In this section you can find a daily commentary on the Gospel of the Day.

Saturday 18 July 2020

Fifteenth Week in Ordinary Time

Word for today
The Gospel of Matthew 12:14-21

Against whom?

What happened, what did Jesus do that was so disgusting and immoral to cause such a ferocious reaction on the part of the Pharisees?
First of all, the Pharisees had a natural predisposition to strike out against anything that was new and diverse. In order to protect their integrity and their power they did not accept that Jesus called Himself the Lord of the Sabbath, the Lord of the Law, courts, conventions and of every human "counsel," when he declared: Behold, my servant whom I have chosen, my beloved in whom I delight; I shall place my spirit upon him, and he will proclaim justice to the Gentiles. He will not contend or cry out, nor will anyone hear his voice in the streets.

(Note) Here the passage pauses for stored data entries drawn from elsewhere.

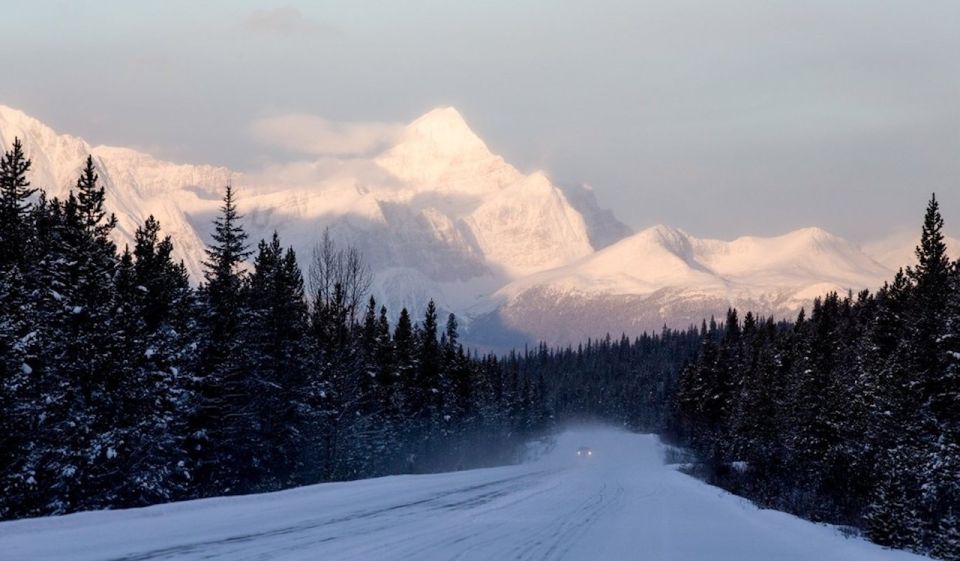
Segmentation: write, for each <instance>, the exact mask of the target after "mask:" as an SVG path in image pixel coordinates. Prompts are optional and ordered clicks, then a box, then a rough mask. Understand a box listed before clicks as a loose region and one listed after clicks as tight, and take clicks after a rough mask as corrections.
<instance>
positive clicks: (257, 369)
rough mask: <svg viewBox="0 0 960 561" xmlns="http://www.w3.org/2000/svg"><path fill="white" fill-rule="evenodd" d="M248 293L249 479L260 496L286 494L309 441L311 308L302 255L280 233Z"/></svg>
mask: <svg viewBox="0 0 960 561" xmlns="http://www.w3.org/2000/svg"><path fill="white" fill-rule="evenodd" d="M247 292H248V296H247V302H248V305H247V306H248V308H247V310H248V311H247V313H248V315H247V316H246V317H245V318H244V333H243V340H244V344H243V347H242V355H243V369H244V370H245V371H246V372H247V373H248V375H247V376H246V384H247V388H246V389H245V392H248V393H249V394H250V395H251V396H253V403H252V414H253V416H254V418H253V421H254V422H253V424H252V425H251V427H250V433H249V434H247V438H249V439H250V441H251V442H253V443H254V446H255V449H254V450H253V452H252V454H251V460H252V461H253V465H252V466H250V468H249V469H250V473H249V474H248V477H249V478H250V479H251V480H252V481H257V482H258V484H256V485H255V486H254V487H253V489H254V490H273V489H281V488H284V487H286V486H289V485H290V484H291V482H292V481H293V478H294V474H295V473H297V472H298V470H299V461H300V454H299V451H300V449H301V447H302V444H303V438H304V435H303V432H302V429H303V425H304V423H303V415H304V413H305V411H304V407H305V406H304V391H305V386H306V371H307V362H306V360H307V358H308V355H307V352H306V351H307V344H306V337H307V303H306V298H305V295H304V288H303V275H302V274H301V273H300V268H299V266H298V265H297V260H296V255H295V253H294V252H293V250H292V249H287V250H286V251H284V249H283V247H282V246H281V245H280V238H279V236H278V235H277V233H276V232H274V234H273V237H272V238H271V240H270V241H269V242H267V241H261V242H260V245H259V247H258V251H257V255H256V258H255V260H254V270H253V273H252V274H251V275H250V282H249V285H248V287H247Z"/></svg>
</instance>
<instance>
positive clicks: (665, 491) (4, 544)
mask: <svg viewBox="0 0 960 561" xmlns="http://www.w3.org/2000/svg"><path fill="white" fill-rule="evenodd" d="M580 446H589V447H590V448H591V449H592V450H593V456H592V457H591V458H590V459H589V460H586V461H583V460H578V459H577V458H576V450H577V448H578V447H580ZM0 559H3V560H4V561H42V560H64V561H67V560H69V561H88V560H116V561H120V560H123V561H147V560H155V559H178V560H181V559H191V560H200V559H204V560H209V559H224V560H231V561H234V560H235V561H241V560H272V559H282V560H298V561H299V560H309V561H315V560H316V561H334V560H347V559H356V560H364V561H377V560H400V559H410V560H413V561H434V560H454V559H456V560H469V559H482V560H490V561H507V560H539V559H570V560H583V561H615V560H621V559H624V560H628V559H629V560H632V559H636V560H644V561H656V560H668V559H669V560H671V561H687V560H697V561H701V560H703V561H723V560H730V561H751V560H757V561H774V560H799V559H804V560H816V561H829V560H837V561H841V560H842V561H858V560H870V561H881V560H893V559H897V560H905V559H921V557H918V556H915V555H911V554H908V553H905V552H902V551H890V550H884V549H882V548H880V547H878V546H875V545H873V544H870V543H868V542H865V541H863V540H859V539H848V538H844V537H842V536H841V535H840V534H839V533H838V532H837V530H836V529H835V528H832V527H829V526H823V525H817V524H812V523H809V522H805V521H803V520H800V519H798V518H795V517H793V516H790V515H787V514H783V513H780V512H775V511H769V510H759V509H757V508H756V507H755V506H753V505H751V504H750V503H748V502H747V501H745V500H743V499H740V498H738V497H735V496H733V495H730V494H728V493H725V492H723V491H721V490H719V489H717V488H714V487H710V486H708V485H705V484H703V483H701V482H699V481H697V480H695V479H693V478H690V477H688V476H686V475H683V474H681V473H678V472H677V471H675V470H674V469H673V468H672V467H670V466H666V465H664V462H663V459H662V449H661V446H660V445H659V443H658V441H657V439H656V437H654V436H649V435H635V434H628V433H623V432H618V431H615V430H592V431H579V432H569V433H566V434H564V435H562V436H561V437H559V439H558V441H557V444H556V447H555V448H554V449H553V451H552V452H550V453H549V454H547V455H546V456H545V457H544V458H542V459H541V460H539V461H536V462H532V463H529V464H525V465H520V466H511V467H503V468H494V469H483V470H475V471H465V472H459V473H450V474H439V475H406V476H395V477H384V478H380V479H372V480H366V481H355V482H349V483H330V484H325V485H315V486H312V487H304V488H301V489H294V490H290V491H284V492H280V493H272V494H267V495H253V496H246V497H231V498H217V499H207V500H200V501H190V502H183V503H178V504H170V505H161V506H155V507H149V508H143V509H134V510H126V511H108V512H92V513H80V514H74V515H69V516H62V517H55V518H45V519H34V520H24V521H15V522H6V523H2V524H0Z"/></svg>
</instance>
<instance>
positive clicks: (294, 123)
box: [250, 113, 404, 156]
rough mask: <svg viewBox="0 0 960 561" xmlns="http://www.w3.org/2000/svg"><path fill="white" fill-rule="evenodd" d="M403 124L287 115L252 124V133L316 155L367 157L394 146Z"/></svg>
mask: <svg viewBox="0 0 960 561" xmlns="http://www.w3.org/2000/svg"><path fill="white" fill-rule="evenodd" d="M403 128H404V127H403V124H402V123H388V122H378V121H355V122H335V121H330V120H328V119H325V118H323V117H320V116H317V115H310V114H306V113H287V114H282V115H276V116H272V117H265V118H262V119H258V120H256V121H254V122H253V123H252V124H251V125H250V134H251V135H252V136H253V138H254V139H255V140H256V141H257V142H259V143H261V144H264V145H268V146H274V147H277V148H281V149H283V150H286V151H288V152H291V153H297V154H309V155H312V156H366V155H370V154H372V153H374V152H375V151H377V150H380V149H382V148H384V147H386V146H389V145H390V144H392V143H394V142H395V141H396V140H397V139H398V138H399V136H400V134H401V133H402V132H403Z"/></svg>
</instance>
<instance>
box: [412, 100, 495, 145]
mask: <svg viewBox="0 0 960 561" xmlns="http://www.w3.org/2000/svg"><path fill="white" fill-rule="evenodd" d="M400 145H408V146H410V145H413V146H416V147H418V148H419V149H423V150H426V151H429V152H433V153H436V154H438V155H449V154H458V155H462V154H465V153H470V154H474V155H484V156H486V155H489V151H488V150H487V146H486V144H484V142H483V140H481V139H480V137H479V136H477V134H476V133H475V132H473V130H472V129H471V128H470V126H469V125H468V124H467V122H466V120H464V118H463V115H461V114H460V112H459V111H457V110H456V109H454V108H453V107H438V108H436V109H433V110H431V111H429V112H427V113H425V114H424V115H422V116H420V117H419V118H418V119H416V120H415V121H413V122H412V123H410V124H409V125H407V128H406V130H405V132H404V134H403V136H402V137H401V139H400Z"/></svg>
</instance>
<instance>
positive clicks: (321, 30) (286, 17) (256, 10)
mask: <svg viewBox="0 0 960 561" xmlns="http://www.w3.org/2000/svg"><path fill="white" fill-rule="evenodd" d="M243 28H244V29H245V30H246V31H250V32H252V33H262V34H268V35H295V34H304V35H313V34H319V33H339V29H338V28H337V27H335V26H332V25H329V24H326V23H323V22H320V21H316V20H313V19H311V18H309V17H307V16H306V15H304V14H303V12H301V11H300V10H299V9H298V8H296V7H295V6H280V7H278V8H273V9H260V10H254V12H253V13H251V14H250V15H249V16H247V18H246V19H245V20H244V22H243Z"/></svg>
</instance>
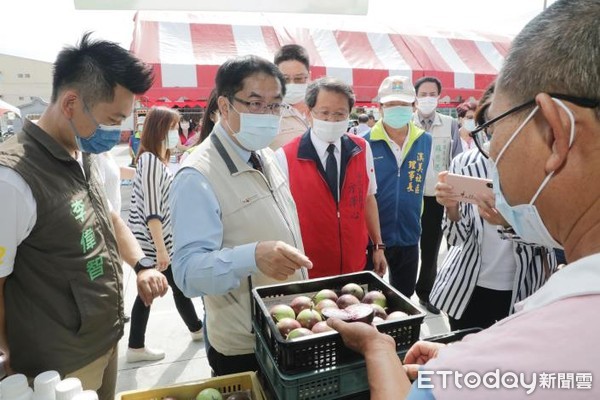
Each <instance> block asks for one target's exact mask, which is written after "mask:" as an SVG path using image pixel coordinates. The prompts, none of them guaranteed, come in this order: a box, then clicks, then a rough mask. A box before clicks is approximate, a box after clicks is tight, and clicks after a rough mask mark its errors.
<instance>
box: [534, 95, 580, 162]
mask: <svg viewBox="0 0 600 400" xmlns="http://www.w3.org/2000/svg"><path fill="white" fill-rule="evenodd" d="M535 100H536V103H537V105H538V106H539V107H540V111H539V112H540V113H541V114H542V115H543V117H544V118H545V119H546V122H547V124H548V129H549V134H548V138H547V140H548V144H549V145H550V148H551V151H552V153H551V155H550V157H549V158H548V159H547V160H546V173H550V172H553V171H557V170H559V169H560V168H561V167H562V166H563V165H564V164H565V163H566V161H567V154H568V153H569V141H570V140H571V119H570V117H569V115H568V113H567V111H565V110H564V109H563V108H562V107H561V106H560V105H558V104H557V103H556V102H555V101H554V100H552V97H550V96H549V95H548V94H546V93H540V94H538V95H537V96H536V98H535ZM573 118H575V117H574V116H573Z"/></svg>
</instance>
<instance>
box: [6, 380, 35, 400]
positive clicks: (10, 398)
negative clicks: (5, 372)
mask: <svg viewBox="0 0 600 400" xmlns="http://www.w3.org/2000/svg"><path fill="white" fill-rule="evenodd" d="M0 388H1V393H2V399H3V400H31V396H32V395H33V390H32V389H31V388H30V387H29V384H28V383H27V377H26V376H25V375H23V374H15V375H11V376H9V377H7V378H5V379H4V380H3V381H2V386H0Z"/></svg>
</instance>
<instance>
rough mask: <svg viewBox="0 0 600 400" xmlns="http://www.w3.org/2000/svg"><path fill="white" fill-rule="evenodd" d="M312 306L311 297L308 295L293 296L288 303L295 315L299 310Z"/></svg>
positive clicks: (312, 305)
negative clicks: (303, 295)
mask: <svg viewBox="0 0 600 400" xmlns="http://www.w3.org/2000/svg"><path fill="white" fill-rule="evenodd" d="M312 306H313V302H312V299H311V298H310V297H308V296H297V297H294V299H293V300H292V302H291V303H290V307H292V309H293V310H294V312H295V313H296V315H298V314H300V311H302V310H306V309H307V308H311V307H312Z"/></svg>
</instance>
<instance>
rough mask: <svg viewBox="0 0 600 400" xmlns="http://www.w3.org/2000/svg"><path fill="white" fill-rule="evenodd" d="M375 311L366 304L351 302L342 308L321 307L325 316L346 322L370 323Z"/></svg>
mask: <svg viewBox="0 0 600 400" xmlns="http://www.w3.org/2000/svg"><path fill="white" fill-rule="evenodd" d="M374 315H375V311H373V307H371V306H370V305H368V304H353V305H351V306H348V307H346V308H345V309H343V310H340V309H338V308H325V309H323V316H325V318H337V319H341V320H342V321H346V322H364V323H367V324H370V323H371V322H372V321H373V316H374Z"/></svg>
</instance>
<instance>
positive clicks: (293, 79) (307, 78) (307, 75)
mask: <svg viewBox="0 0 600 400" xmlns="http://www.w3.org/2000/svg"><path fill="white" fill-rule="evenodd" d="M283 77H284V79H285V83H299V84H302V83H306V82H308V75H307V74H300V75H294V76H290V75H284V76H283Z"/></svg>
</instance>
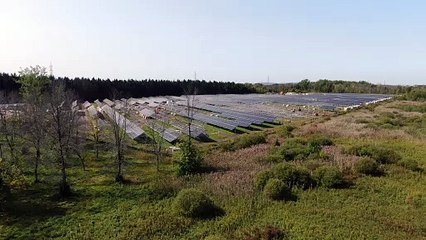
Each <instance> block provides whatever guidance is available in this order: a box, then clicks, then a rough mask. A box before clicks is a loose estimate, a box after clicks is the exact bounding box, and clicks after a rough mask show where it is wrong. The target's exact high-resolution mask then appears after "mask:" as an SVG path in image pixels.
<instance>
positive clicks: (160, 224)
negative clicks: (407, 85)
mask: <svg viewBox="0 0 426 240" xmlns="http://www.w3.org/2000/svg"><path fill="white" fill-rule="evenodd" d="M412 106H415V107H412ZM424 108H425V105H424V103H422V104H421V103H420V104H419V103H414V102H407V101H393V102H387V103H383V104H380V105H378V106H371V107H368V108H363V109H359V110H354V111H351V112H348V113H344V114H327V116H318V117H315V118H311V119H298V120H297V121H293V122H291V123H286V124H285V125H288V124H291V125H293V126H294V127H295V130H293V131H292V132H291V133H288V132H286V131H284V130H283V126H274V125H270V126H268V128H263V131H265V132H267V134H268V136H267V143H262V144H258V145H254V146H251V147H248V148H243V149H239V150H235V151H223V150H221V147H220V145H221V143H220V141H221V140H222V141H223V140H224V139H228V138H230V137H232V138H234V137H235V136H234V135H235V134H233V133H229V132H226V131H225V130H222V129H215V128H213V127H211V126H209V127H207V129H206V130H207V131H208V133H209V134H210V136H211V138H212V139H214V140H217V141H218V142H216V143H209V144H206V145H205V146H206V147H203V146H202V149H203V150H204V152H205V161H206V164H208V165H209V166H211V167H212V168H214V169H216V171H213V172H210V173H203V174H199V175H197V176H192V177H185V178H179V177H176V174H175V164H174V163H173V159H174V158H175V156H167V157H166V158H165V159H164V160H163V162H162V164H161V169H160V172H157V171H156V167H155V161H154V156H152V155H150V154H149V153H148V152H147V151H144V150H143V149H144V147H141V149H142V150H138V149H131V148H129V149H128V150H127V158H126V166H125V170H124V174H125V177H126V178H127V179H128V180H129V183H128V184H124V185H121V184H117V183H114V169H115V168H114V165H113V157H112V155H111V153H110V152H108V151H106V150H105V151H103V152H102V155H101V158H100V160H99V161H95V160H94V157H93V153H92V152H90V153H87V156H88V161H87V168H86V170H85V171H84V170H82V168H81V167H80V166H78V165H76V166H73V167H72V168H70V176H69V177H70V180H71V186H72V188H73V190H74V192H75V195H74V196H73V197H72V198H71V199H67V200H58V199H57V198H56V197H55V194H56V192H57V188H56V183H57V182H58V181H59V175H58V174H59V173H58V172H57V171H53V170H52V168H44V170H43V171H42V181H43V182H42V183H38V184H31V183H30V182H31V178H30V176H24V179H23V180H22V181H23V182H24V184H21V185H20V186H19V187H15V188H14V189H13V192H12V196H13V198H12V200H10V201H9V202H8V203H7V205H6V206H5V207H4V210H3V211H1V212H0V217H1V218H0V238H1V239H46V238H60V239H204V238H209V239H268V238H267V236H268V234H271V232H273V231H279V232H281V233H282V234H283V235H285V238H289V239H425V238H426V224H425V223H426V176H425V174H424V171H423V170H424V169H426V114H425V113H424ZM254 132H257V133H258V132H260V131H254ZM312 136H326V137H327V138H329V139H331V140H332V141H333V143H334V144H333V145H332V146H327V147H324V148H323V149H322V150H321V154H319V155H315V156H314V155H312V154H311V155H309V156H307V157H304V158H297V159H296V160H291V161H289V162H290V163H291V164H294V165H297V166H305V167H307V168H308V169H311V170H313V169H315V168H316V167H317V166H318V165H333V166H336V167H338V168H339V169H341V170H342V171H343V172H344V174H345V179H346V181H347V182H348V184H347V185H346V186H345V187H341V188H324V187H313V188H309V189H305V190H303V189H301V188H297V189H294V195H295V198H294V199H292V200H288V201H275V200H270V199H268V198H267V197H265V196H264V195H263V194H262V192H261V191H259V190H256V189H255V187H254V184H253V181H254V179H255V176H256V174H257V173H258V172H260V171H262V170H265V169H271V168H273V167H274V166H275V165H276V164H277V163H276V162H271V161H268V160H265V159H267V158H266V156H269V155H270V154H272V153H274V152H276V151H277V149H279V148H280V147H281V148H282V147H283V146H285V144H286V142H287V141H288V140H289V139H290V138H300V139H310V138H311V137H312ZM277 142H278V143H280V144H281V146H276V145H277ZM358 145H368V146H374V147H380V148H385V149H391V150H392V151H393V152H394V153H395V154H398V156H400V158H401V159H400V160H399V161H398V162H396V163H389V164H383V165H382V167H383V170H384V174H383V175H381V176H367V175H362V174H358V173H356V172H355V171H354V170H353V166H354V164H355V163H356V161H358V160H359V158H360V157H358V156H354V155H351V154H349V153H347V151H345V150H347V149H349V148H351V147H352V146H358ZM323 155H326V156H325V157H324V156H323ZM409 161H411V162H415V163H417V164H418V166H417V168H416V169H414V168H410V167H407V166H406V165H404V164H402V163H404V162H409ZM28 174H30V173H28ZM184 188H197V189H199V190H201V191H203V192H205V193H206V194H207V195H208V196H209V197H210V198H211V199H212V200H213V201H214V202H215V204H216V205H218V206H220V207H221V208H222V209H223V211H224V214H223V215H222V216H218V217H215V218H209V219H194V218H189V217H184V216H180V215H178V214H176V213H174V211H173V210H172V204H173V202H174V200H175V196H176V194H177V193H178V192H179V191H180V190H181V189H184Z"/></svg>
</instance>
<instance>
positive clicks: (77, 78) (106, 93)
mask: <svg viewBox="0 0 426 240" xmlns="http://www.w3.org/2000/svg"><path fill="white" fill-rule="evenodd" d="M19 78H20V76H19V75H17V74H8V73H1V74H0V91H4V92H5V93H7V94H9V93H13V92H15V93H16V92H18V91H19V89H20V87H21V86H20V83H19V81H18V79H19ZM50 80H59V81H62V82H64V84H65V88H66V89H69V90H72V91H74V92H75V93H76V94H77V96H78V98H79V99H80V100H83V101H94V100H96V99H99V100H103V99H105V98H111V96H112V95H113V94H114V95H116V97H120V98H130V97H134V98H141V97H151V96H166V95H169V96H181V95H184V94H185V92H184V90H185V89H188V88H194V89H197V94H246V93H255V92H256V91H255V89H254V87H253V86H252V85H251V84H242V83H235V82H217V81H205V80H177V81H170V80H153V79H145V80H134V79H129V80H117V79H115V80H110V79H99V78H97V79H95V78H91V79H90V78H68V77H57V78H54V77H50ZM117 95H118V96H117Z"/></svg>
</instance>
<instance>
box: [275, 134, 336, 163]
mask: <svg viewBox="0 0 426 240" xmlns="http://www.w3.org/2000/svg"><path fill="white" fill-rule="evenodd" d="M329 145H333V141H332V140H331V139H330V138H328V137H324V136H316V137H313V138H311V139H310V140H308V141H306V140H304V139H300V138H291V139H288V140H287V141H286V142H285V143H284V144H282V145H281V147H280V148H279V150H278V151H277V153H278V154H279V155H281V156H283V158H284V160H286V161H293V160H306V159H308V158H311V159H314V158H318V157H319V156H320V154H319V153H320V152H321V149H322V147H323V146H329Z"/></svg>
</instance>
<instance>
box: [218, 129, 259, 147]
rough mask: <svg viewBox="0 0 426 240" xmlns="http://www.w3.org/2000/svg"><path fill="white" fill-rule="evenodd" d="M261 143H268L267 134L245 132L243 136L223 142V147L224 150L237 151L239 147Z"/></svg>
mask: <svg viewBox="0 0 426 240" xmlns="http://www.w3.org/2000/svg"><path fill="white" fill-rule="evenodd" d="M261 143H266V134H264V133H253V134H244V135H243V136H240V137H238V138H235V139H233V140H232V141H228V142H225V143H223V144H221V148H222V149H223V150H224V151H236V150H238V149H243V148H248V147H251V146H254V145H257V144H261Z"/></svg>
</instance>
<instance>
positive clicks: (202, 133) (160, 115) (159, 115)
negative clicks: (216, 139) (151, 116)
mask: <svg viewBox="0 0 426 240" xmlns="http://www.w3.org/2000/svg"><path fill="white" fill-rule="evenodd" d="M152 116H153V117H154V118H155V119H157V120H159V121H162V122H165V123H168V124H170V125H172V126H173V127H175V128H176V129H179V130H180V131H181V132H182V133H184V134H186V135H188V133H189V128H188V124H186V123H184V122H180V121H176V120H170V119H169V118H168V117H167V116H166V115H165V114H164V113H157V114H154V115H152ZM191 137H193V138H196V139H203V138H207V137H208V134H207V133H206V131H205V130H204V129H203V128H202V127H201V126H197V125H195V124H191Z"/></svg>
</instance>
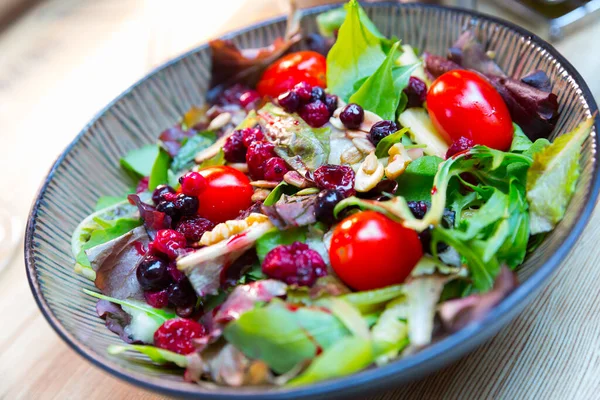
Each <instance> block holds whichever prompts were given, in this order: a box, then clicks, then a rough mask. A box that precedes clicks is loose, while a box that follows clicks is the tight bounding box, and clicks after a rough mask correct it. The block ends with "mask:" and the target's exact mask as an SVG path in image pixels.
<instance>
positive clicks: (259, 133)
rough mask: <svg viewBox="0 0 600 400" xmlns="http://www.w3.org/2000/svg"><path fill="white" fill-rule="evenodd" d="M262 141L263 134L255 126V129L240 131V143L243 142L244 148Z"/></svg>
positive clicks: (249, 129) (259, 127) (263, 139)
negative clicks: (240, 137) (241, 141)
mask: <svg viewBox="0 0 600 400" xmlns="http://www.w3.org/2000/svg"><path fill="white" fill-rule="evenodd" d="M264 139H265V134H264V133H263V132H262V129H261V128H260V126H257V127H255V128H246V129H242V141H243V142H244V146H246V147H248V146H250V145H251V144H252V143H254V142H256V141H259V140H264Z"/></svg>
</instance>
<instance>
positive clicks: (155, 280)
mask: <svg viewBox="0 0 600 400" xmlns="http://www.w3.org/2000/svg"><path fill="white" fill-rule="evenodd" d="M136 277H137V280H138V282H139V283H140V286H141V287H142V289H144V290H161V289H165V288H166V287H167V286H168V285H169V284H170V283H171V276H170V275H169V272H168V271H167V263H166V262H164V261H163V260H161V259H160V258H157V257H153V256H149V257H145V258H144V259H143V260H142V262H141V263H140V265H138V267H137V270H136Z"/></svg>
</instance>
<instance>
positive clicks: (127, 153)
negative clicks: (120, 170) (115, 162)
mask: <svg viewBox="0 0 600 400" xmlns="http://www.w3.org/2000/svg"><path fill="white" fill-rule="evenodd" d="M157 155H158V146H156V145H154V144H149V145H147V146H144V147H141V148H139V149H134V150H131V151H130V152H129V153H127V154H126V155H125V157H123V158H121V161H120V163H121V166H122V167H123V168H124V169H125V170H126V171H128V172H129V173H130V174H131V175H132V176H133V177H134V178H136V179H139V178H142V177H144V176H149V175H150V173H151V172H152V166H153V165H154V161H155V160H156V156H157Z"/></svg>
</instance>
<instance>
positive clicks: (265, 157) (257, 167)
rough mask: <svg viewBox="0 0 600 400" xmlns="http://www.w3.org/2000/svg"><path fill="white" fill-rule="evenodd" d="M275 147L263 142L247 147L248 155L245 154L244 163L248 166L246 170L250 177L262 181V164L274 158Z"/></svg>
mask: <svg viewBox="0 0 600 400" xmlns="http://www.w3.org/2000/svg"><path fill="white" fill-rule="evenodd" d="M274 148H275V146H274V145H273V143H269V142H267V141H265V140H261V141H258V142H254V143H252V144H251V145H250V146H248V153H247V154H246V163H247V164H248V170H249V172H250V176H251V177H252V178H253V179H263V178H264V169H263V164H264V162H265V161H267V160H268V159H269V158H271V157H276V154H275V151H274V150H273V149H274Z"/></svg>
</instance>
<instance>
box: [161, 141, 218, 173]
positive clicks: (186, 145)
mask: <svg viewBox="0 0 600 400" xmlns="http://www.w3.org/2000/svg"><path fill="white" fill-rule="evenodd" d="M216 140H217V137H216V135H215V134H214V132H210V131H205V132H199V133H198V134H197V135H196V136H193V137H191V138H189V139H188V140H187V141H186V142H185V144H184V145H183V146H181V149H179V152H177V155H176V156H175V158H173V162H172V163H171V170H172V171H173V172H174V173H175V174H179V173H181V172H182V171H185V170H188V169H190V168H191V167H193V166H194V157H195V156H196V154H197V153H198V152H199V151H201V150H204V149H206V148H207V147H209V146H210V145H212V144H213V143H214V142H215V141H216Z"/></svg>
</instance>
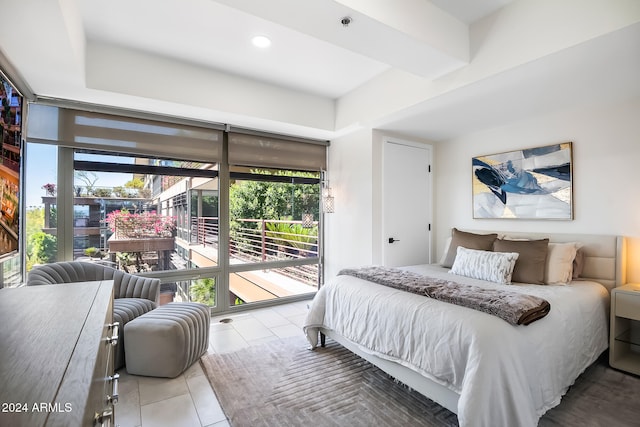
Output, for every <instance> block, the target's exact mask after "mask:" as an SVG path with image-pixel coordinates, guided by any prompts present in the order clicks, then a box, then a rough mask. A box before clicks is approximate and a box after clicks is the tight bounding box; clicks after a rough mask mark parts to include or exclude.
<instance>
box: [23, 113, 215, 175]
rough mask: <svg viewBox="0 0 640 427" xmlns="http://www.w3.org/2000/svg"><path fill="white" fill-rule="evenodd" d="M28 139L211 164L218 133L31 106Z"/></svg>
mask: <svg viewBox="0 0 640 427" xmlns="http://www.w3.org/2000/svg"><path fill="white" fill-rule="evenodd" d="M27 138H28V139H29V140H31V141H33V142H47V143H51V142H53V143H56V144H58V145H64V146H67V147H72V148H83V149H89V150H108V151H118V152H121V153H127V154H137V155H150V154H152V155H155V156H160V157H167V158H172V159H184V160H199V161H203V162H209V163H215V162H219V161H220V160H221V155H222V130H218V129H209V128H205V127H198V126H191V125H188V124H180V123H170V122H164V121H156V120H151V119H144V118H138V117H126V116H120V115H115V114H106V113H99V112H90V111H82V110H76V109H71V108H62V107H55V106H48V105H39V104H31V105H30V108H29V119H28V123H27Z"/></svg>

A bruised reed he will not break, a smoldering wick he will not quench, until he brings justice to victory. And in his name the Gentiles will hope. Jesus announced to mankind here that he is the Lord, the Lord of Mercy. This is Jesus' unforgivable sin according to the hearts and minds of the Pharisees, the people's leader, the priests of the temple, religious and political hierarchies.
Now in that situation Jesus' behavior and the Pharisees' blindness and deliberate way of looking just with the eyes to shoot and to condemn needed support from counsels, meetings, and  assemblies. Prejudice, anger, rage, revenge are eager for final solutions, but they need the support of law, morals, justifications and consensus. Rage and revenge are insatiably hungry for publicity and public display and Satan knows why. So the heart's desire of destroying and annihilating becomes a mental plan, articulated in a project, gathering consensus to become conspiracy, channeled by a counsel to have the strength of law and the justification to then explode in all its destructive force.  But right here, in the face of obscene,  furious rage, in the face of a destructive violence, shared, legalized, and inflated with blind consensus, the words foresaid by the prophet Isaiah about our Lord Jesus rang out: Here is my servant whom I uphold, my chosen one with whom I am pleased, upon whom I have put my spirit; he shall bring forth justice to the nations, not crying out, not shouting, not making his voice heard in the street. A bruised reed he shall not break, and a smoldering wick he shall not quench, until he establishes justice (the truth) on the earth; the coastlands will wait for his teaching. (Isaiah 42: 1-4).  The Lord of Mercy is amazing and always has new face. But who are the Pharisees angry with? Who are they raving against? Against the Lord of Mercy, against the essence itself of Kindness and Humility.